Agenzia delle Entrate, in persona del Direttore pro tempore, rappresentata e difesa dall’Avvocatura Generale dello Stato, presso la quale è domiciliata in Roma, via dei Portoghesi, 12;

– ricorrente, intimato in via incidentale –

contro

Il Sole 24 Ore s.p.a., in persona del legale rappresentante pro tempore, rappresentata e difesa dagli avv.

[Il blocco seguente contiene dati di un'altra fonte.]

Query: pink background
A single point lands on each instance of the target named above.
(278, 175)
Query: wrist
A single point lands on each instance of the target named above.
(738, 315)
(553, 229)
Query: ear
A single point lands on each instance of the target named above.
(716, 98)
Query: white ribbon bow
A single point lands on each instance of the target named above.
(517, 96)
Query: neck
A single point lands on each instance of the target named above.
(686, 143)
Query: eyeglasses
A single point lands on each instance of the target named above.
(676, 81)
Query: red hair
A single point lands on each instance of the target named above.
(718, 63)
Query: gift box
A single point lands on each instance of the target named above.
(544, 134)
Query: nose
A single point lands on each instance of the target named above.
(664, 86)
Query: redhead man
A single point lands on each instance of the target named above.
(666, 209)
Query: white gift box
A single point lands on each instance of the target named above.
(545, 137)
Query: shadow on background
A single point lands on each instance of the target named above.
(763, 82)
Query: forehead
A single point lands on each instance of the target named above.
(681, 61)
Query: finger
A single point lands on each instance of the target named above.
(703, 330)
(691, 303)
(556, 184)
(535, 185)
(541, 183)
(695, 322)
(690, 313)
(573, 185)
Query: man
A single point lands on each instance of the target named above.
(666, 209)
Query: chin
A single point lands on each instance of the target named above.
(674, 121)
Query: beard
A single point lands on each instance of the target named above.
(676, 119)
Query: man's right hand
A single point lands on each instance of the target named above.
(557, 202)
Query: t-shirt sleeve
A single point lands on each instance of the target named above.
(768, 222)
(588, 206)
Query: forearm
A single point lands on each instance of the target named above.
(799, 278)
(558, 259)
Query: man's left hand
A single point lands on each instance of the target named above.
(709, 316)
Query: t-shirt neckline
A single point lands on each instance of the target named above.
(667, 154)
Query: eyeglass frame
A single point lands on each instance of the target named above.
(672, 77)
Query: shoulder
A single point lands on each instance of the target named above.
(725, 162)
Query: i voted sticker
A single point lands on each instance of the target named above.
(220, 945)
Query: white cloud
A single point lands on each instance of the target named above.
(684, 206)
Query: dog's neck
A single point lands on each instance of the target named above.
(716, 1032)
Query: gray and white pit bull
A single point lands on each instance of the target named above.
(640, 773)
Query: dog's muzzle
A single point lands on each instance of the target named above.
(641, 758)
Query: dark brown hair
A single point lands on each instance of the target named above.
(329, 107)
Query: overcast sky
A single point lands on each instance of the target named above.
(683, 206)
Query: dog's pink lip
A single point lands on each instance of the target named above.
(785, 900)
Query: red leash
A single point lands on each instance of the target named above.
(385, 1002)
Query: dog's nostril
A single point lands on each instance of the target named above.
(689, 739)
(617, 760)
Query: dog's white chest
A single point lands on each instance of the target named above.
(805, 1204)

Gabriele Escalar e Vittorio Giordano, con domicilio eletto presso il loro studio, sito in Roma, viale Giuseppe Mazzini, 11;

– controricorrente, ricorrente in via incidentale condizionato –

avverso la sentenza della Commissione tributaria regionale della Lombardia, n. 215/20/13, depositata il 27 dicembre 2013.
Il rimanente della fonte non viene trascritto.